There are no data on the presence of cannabidiol or its metabolites in human milk, the effects on the breastfed infant, or the effects on milk production. The developmental and health benefits of breastfeeding should be considered along with the mother’s clinical need for EPIDIOLEX and any potential adverse effects on the breastfed infant from EPIDIOLEX or from the underlying maternal condition.

8.4. Pediatric Use

Safety and effectiveness of EPIDIOLEX for the treatment of seizures associated with LGS, DS, or TSC have been established in patients 1 year of age and older. The use of EPIDIOLEX in these indications is supported by adequate and well-controlled studies in patients 2 years of age and older with LGD and DS and in patients 1 year of age and older with TSC [see Clinical Studies (14.1, 14.2, 14.3).

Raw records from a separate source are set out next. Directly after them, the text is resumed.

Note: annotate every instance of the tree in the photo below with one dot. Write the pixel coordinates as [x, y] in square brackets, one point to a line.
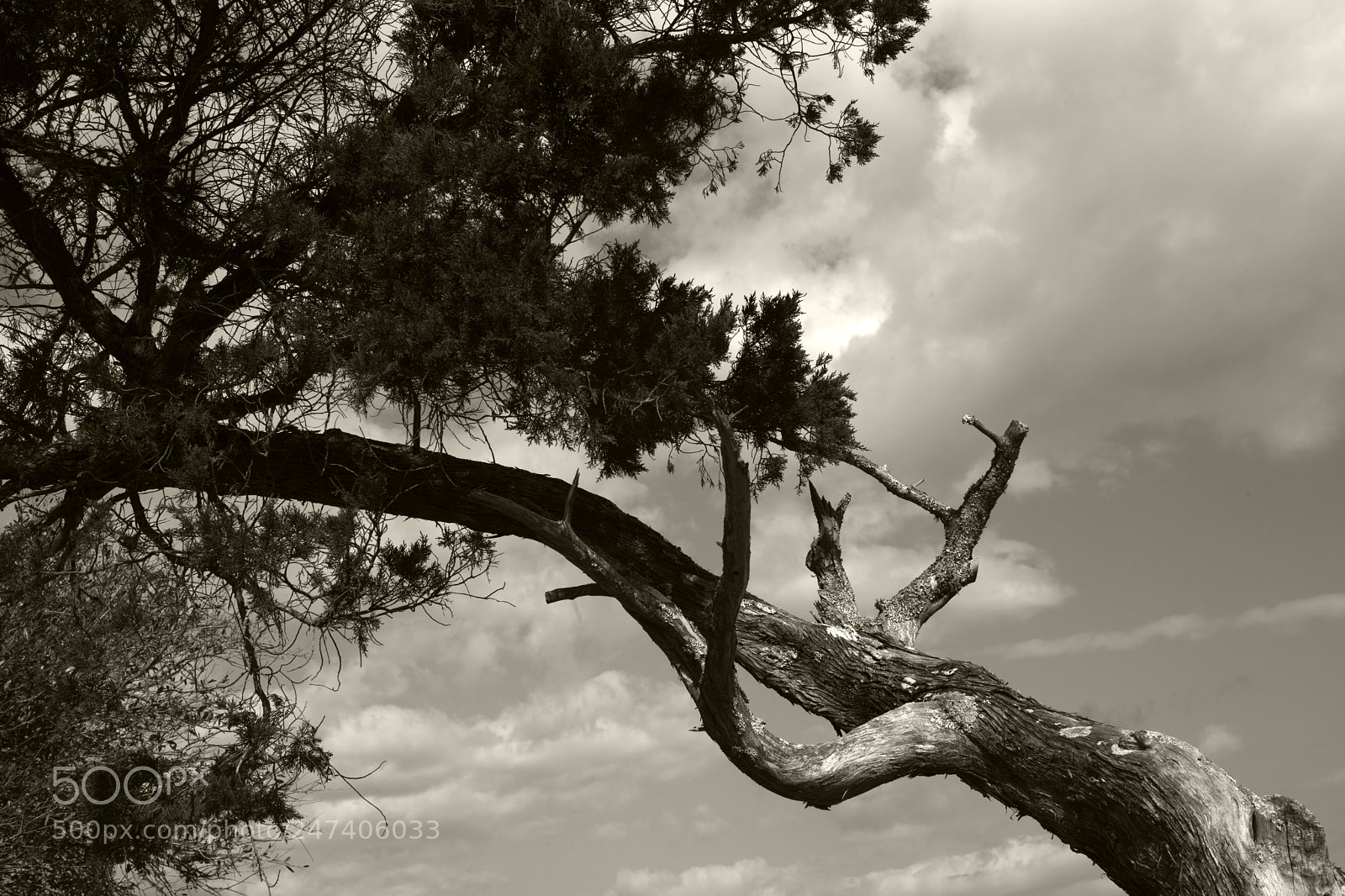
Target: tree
[229, 219]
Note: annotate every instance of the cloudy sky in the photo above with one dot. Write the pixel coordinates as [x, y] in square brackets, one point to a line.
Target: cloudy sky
[1120, 222]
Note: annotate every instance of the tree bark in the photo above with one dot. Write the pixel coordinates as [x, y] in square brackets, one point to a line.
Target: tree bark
[1149, 810]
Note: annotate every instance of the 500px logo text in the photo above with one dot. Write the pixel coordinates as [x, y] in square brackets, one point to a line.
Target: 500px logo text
[109, 783]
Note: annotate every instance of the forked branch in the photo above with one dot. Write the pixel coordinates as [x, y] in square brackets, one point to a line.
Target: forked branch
[915, 739]
[901, 615]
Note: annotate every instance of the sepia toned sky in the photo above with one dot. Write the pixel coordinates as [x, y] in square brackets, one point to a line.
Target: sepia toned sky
[1120, 222]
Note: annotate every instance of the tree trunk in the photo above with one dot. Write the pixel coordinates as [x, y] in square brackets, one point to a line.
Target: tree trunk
[1147, 809]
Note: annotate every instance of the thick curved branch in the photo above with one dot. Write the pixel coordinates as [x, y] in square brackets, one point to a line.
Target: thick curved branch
[1147, 809]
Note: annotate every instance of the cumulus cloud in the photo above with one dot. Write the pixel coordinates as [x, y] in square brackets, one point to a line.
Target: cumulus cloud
[1021, 865]
[1187, 627]
[593, 744]
[1219, 741]
[1295, 613]
[1122, 215]
[750, 876]
[1286, 615]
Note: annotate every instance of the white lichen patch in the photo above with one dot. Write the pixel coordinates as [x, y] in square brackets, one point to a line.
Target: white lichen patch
[961, 708]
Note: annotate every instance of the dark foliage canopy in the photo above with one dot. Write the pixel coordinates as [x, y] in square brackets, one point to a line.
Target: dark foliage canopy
[230, 219]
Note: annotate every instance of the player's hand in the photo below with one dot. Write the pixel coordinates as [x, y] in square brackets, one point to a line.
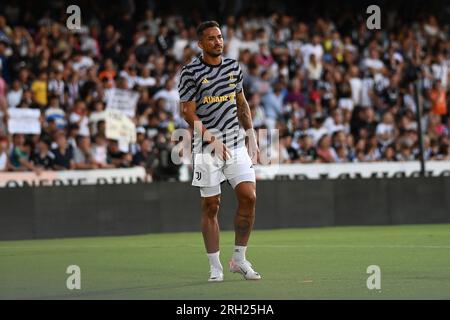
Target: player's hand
[253, 150]
[252, 146]
[220, 149]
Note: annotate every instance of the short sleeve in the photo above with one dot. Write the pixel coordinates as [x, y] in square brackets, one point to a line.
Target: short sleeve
[186, 87]
[239, 85]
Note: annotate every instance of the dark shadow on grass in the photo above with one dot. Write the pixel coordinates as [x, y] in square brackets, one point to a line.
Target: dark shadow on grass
[131, 290]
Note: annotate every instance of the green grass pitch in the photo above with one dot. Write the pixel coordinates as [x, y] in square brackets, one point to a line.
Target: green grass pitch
[321, 263]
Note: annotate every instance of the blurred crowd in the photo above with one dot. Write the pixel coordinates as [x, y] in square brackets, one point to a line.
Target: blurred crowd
[336, 91]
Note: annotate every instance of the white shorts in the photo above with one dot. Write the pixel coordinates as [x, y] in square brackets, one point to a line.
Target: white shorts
[210, 172]
[346, 103]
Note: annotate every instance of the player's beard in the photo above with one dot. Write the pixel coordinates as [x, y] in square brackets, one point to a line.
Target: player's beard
[216, 53]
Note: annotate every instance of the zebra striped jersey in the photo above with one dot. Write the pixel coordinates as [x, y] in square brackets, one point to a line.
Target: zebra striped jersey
[214, 88]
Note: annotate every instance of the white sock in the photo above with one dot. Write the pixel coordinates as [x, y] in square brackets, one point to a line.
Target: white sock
[214, 260]
[239, 253]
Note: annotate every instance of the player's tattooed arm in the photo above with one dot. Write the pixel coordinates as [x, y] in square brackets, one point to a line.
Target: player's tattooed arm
[189, 114]
[245, 118]
[243, 111]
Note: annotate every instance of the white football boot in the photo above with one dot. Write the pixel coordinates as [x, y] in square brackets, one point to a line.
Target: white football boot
[215, 275]
[244, 268]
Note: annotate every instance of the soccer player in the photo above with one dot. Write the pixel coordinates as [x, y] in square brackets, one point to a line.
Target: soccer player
[214, 105]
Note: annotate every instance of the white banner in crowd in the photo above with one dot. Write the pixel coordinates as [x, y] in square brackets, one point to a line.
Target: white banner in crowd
[351, 170]
[24, 121]
[123, 100]
[119, 127]
[73, 178]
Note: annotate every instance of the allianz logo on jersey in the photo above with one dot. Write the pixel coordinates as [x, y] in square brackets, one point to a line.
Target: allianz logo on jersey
[214, 99]
[230, 76]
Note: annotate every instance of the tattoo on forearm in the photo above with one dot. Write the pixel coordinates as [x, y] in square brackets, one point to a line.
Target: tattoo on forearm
[243, 113]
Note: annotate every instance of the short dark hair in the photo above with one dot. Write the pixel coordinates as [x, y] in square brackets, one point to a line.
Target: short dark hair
[205, 25]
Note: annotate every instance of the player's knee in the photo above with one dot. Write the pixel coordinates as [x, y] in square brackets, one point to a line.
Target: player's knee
[248, 199]
[211, 207]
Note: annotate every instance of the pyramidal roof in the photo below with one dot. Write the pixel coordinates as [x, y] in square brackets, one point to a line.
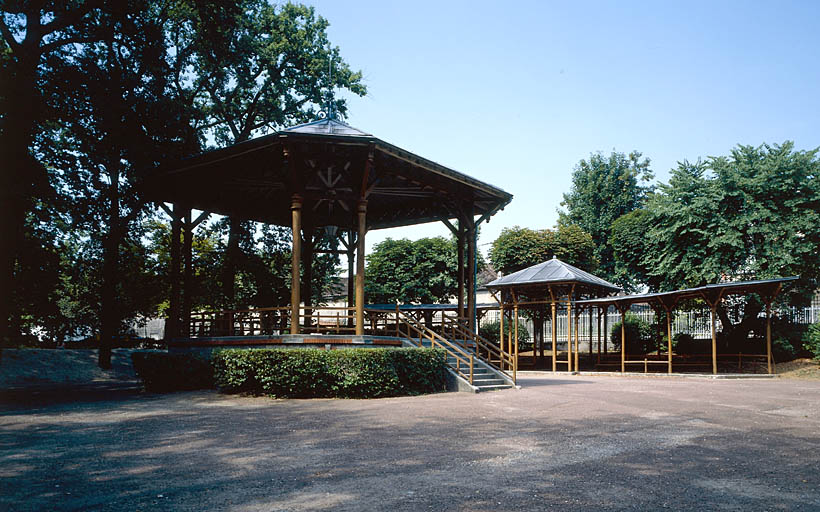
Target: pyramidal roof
[551, 271]
[327, 126]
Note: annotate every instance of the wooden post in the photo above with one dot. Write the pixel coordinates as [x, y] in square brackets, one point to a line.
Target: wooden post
[514, 348]
[172, 329]
[623, 340]
[712, 314]
[471, 262]
[669, 339]
[590, 335]
[577, 336]
[362, 225]
[501, 338]
[460, 241]
[769, 336]
[351, 276]
[569, 330]
[295, 260]
[554, 334]
[599, 335]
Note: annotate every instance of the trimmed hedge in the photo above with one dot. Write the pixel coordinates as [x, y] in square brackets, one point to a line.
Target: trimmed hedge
[349, 373]
[162, 372]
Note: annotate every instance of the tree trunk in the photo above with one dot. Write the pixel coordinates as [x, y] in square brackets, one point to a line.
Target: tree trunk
[231, 258]
[110, 318]
[19, 172]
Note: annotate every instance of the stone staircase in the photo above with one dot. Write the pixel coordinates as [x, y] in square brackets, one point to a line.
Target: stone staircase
[485, 377]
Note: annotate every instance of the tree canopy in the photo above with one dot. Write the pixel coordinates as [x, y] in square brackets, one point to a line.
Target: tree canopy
[404, 271]
[603, 189]
[517, 248]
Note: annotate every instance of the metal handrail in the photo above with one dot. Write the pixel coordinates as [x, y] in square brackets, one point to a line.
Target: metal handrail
[483, 344]
[435, 339]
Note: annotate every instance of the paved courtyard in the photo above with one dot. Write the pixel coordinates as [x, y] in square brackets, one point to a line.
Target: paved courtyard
[562, 443]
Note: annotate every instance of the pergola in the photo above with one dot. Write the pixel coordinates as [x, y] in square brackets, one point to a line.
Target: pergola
[543, 288]
[324, 174]
[712, 294]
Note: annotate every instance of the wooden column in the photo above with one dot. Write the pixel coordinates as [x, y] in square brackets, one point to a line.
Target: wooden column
[501, 336]
[769, 359]
[172, 328]
[577, 336]
[471, 262]
[514, 350]
[599, 334]
[460, 242]
[569, 332]
[187, 273]
[669, 338]
[712, 315]
[554, 334]
[351, 277]
[590, 335]
[623, 341]
[295, 259]
[362, 225]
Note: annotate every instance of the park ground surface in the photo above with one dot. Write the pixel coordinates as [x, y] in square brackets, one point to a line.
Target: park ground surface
[559, 443]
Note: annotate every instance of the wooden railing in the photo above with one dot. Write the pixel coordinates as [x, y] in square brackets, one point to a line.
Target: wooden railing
[416, 332]
[492, 354]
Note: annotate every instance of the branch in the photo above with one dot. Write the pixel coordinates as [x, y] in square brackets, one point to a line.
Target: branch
[9, 37]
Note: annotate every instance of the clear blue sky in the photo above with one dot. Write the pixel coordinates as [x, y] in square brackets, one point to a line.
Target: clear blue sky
[515, 94]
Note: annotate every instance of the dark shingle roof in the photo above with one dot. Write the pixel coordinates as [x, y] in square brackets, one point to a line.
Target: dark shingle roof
[551, 271]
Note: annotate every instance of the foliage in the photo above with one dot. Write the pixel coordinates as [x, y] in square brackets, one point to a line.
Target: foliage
[603, 189]
[640, 336]
[162, 372]
[629, 247]
[517, 248]
[350, 373]
[491, 332]
[811, 340]
[405, 271]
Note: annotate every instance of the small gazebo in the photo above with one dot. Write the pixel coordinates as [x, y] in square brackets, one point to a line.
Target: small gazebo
[542, 289]
[324, 174]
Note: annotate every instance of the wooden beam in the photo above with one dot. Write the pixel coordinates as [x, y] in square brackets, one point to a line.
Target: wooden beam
[362, 224]
[295, 260]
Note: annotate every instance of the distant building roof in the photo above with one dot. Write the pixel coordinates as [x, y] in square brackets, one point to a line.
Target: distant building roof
[552, 271]
[327, 126]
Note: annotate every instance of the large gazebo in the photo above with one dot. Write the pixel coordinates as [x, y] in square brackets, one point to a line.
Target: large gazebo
[322, 174]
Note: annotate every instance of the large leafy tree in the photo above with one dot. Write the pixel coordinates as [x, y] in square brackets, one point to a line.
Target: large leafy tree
[37, 39]
[603, 189]
[517, 248]
[404, 271]
[753, 214]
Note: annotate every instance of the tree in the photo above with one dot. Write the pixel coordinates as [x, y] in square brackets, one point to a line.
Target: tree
[754, 214]
[249, 68]
[629, 245]
[403, 271]
[603, 189]
[109, 131]
[37, 37]
[517, 248]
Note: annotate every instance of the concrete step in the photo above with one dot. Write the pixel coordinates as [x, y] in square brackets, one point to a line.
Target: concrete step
[494, 387]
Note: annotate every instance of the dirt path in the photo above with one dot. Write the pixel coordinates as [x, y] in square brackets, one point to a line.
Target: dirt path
[568, 443]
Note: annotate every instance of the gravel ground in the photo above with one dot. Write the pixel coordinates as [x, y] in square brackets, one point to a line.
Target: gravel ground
[568, 443]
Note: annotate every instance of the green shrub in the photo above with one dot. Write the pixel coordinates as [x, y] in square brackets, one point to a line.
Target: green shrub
[349, 373]
[811, 340]
[640, 337]
[162, 372]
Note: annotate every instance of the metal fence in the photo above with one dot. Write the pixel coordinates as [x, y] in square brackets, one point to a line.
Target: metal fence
[694, 323]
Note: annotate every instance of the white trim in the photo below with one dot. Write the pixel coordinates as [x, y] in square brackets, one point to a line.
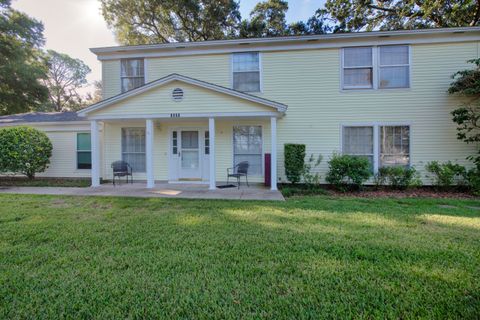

Safety and effectiveness of EPIDIOLEX in pediatric patients below 1 year of age have not been established.

Juvenile Animal Data

Administration of cannabidiol (subcutaneous doses of 0 or 15 mg/kg on Postnatal Days (PNDs) 4-6 followed by oral administration of 0, 100, 150, or 250 mg/kg on PNDs 7-77) to juvenile rats for 10 weeks resulted in increased body weight, delayed male sexual maturation, neurobehavioral effects (decreased locomotor activity and auditory startle habituation), increased bone mineral density, and liver hepatocyte vacuolation. A no-effect dose was not established. The lowest dose causing developmental toxicity in juvenile rats (15 sc/100 po mg/kg) was associated with cannabidiol exposures (AUC) approximately 15 and 8 times that in humans at the RHDs of 20 and 25 mg/kg/day, respectively.

8.5. Geriatric Use

Clinical trials of EPIDIOLEX in the treatment of LGS, DS, and TSC did not include a sufficient number of patients aged above 55 years to determine whether or not they respond differently from younger patients. In general, dose selection for an elderly patient should be cautious, usually starting at the low end of the dosing range, reflecting the greater frequency of decreased hepatic, renal, or cardiac function, and of concomitant disease or other drug therapy [see Dosage and Administration (2.6), Warnings and Precautions (5.1), and Clinical Pharmacology (12.3)].

8.6. Hepatic Impairment

Because of an increase in exposure to EPIDIOLEX, dosage adjustments are necessary in patients with moderate or severe hepatic impairment [see Dosage and Administration (2.6), Warnings and Precautions (5.1), and Clinical Pharmacology (12.3)]. EPIDIOLEX does not require dosage adjustments in patients with mild hepatic impairment.

9.1. Controlled Substance

EPIDIOLEX is not a controlled substance.

9.2. Abuse

Animal abuse-related studies show that cannabidiol does not produce cannabinoid-like behavioral responses, including generalization to delta-9-tetrahydrocannabinol (THC) in a drug discrimination study. Cannabidiol also does not produce animal self-administration, suggesting it does not produce rewarding effects. In a human abuse potential study, acute administration of cannabidiol to non-dependent adult recreational drug users at therapeutic and supratherapeutic doses of 750, 1500, and 4500 mg in the fasted state (equivalent respectively to 10, 20, and 60 mg/kg in a 75 kg adult) produced responses on positive subjective measures such as Drug Liking and Take Drug Again that were within the acceptable placebo range. In contrast, 10 and 30 mg of dronabinol (synthetic THC) and 2 mg alprazolam produced large increases on positive subjective measures compared to placebo that were statistically significantly greater than those produced by cannabidiol. In other Phase 1 clinical studies conducted with cannabidiol, there were no reports of abuse-related adverse events.

9.3. Dependence

In a human physical dependence study, administration of cannabidiol 1500 mg/day (750 mg twice daily) to adults for 28 days did not produce signs or symptoms of withdrawal over a 6-week assessment period beginning three days after drug discontinuation. This suggests that cannabidiol likely does not produce physical dependence.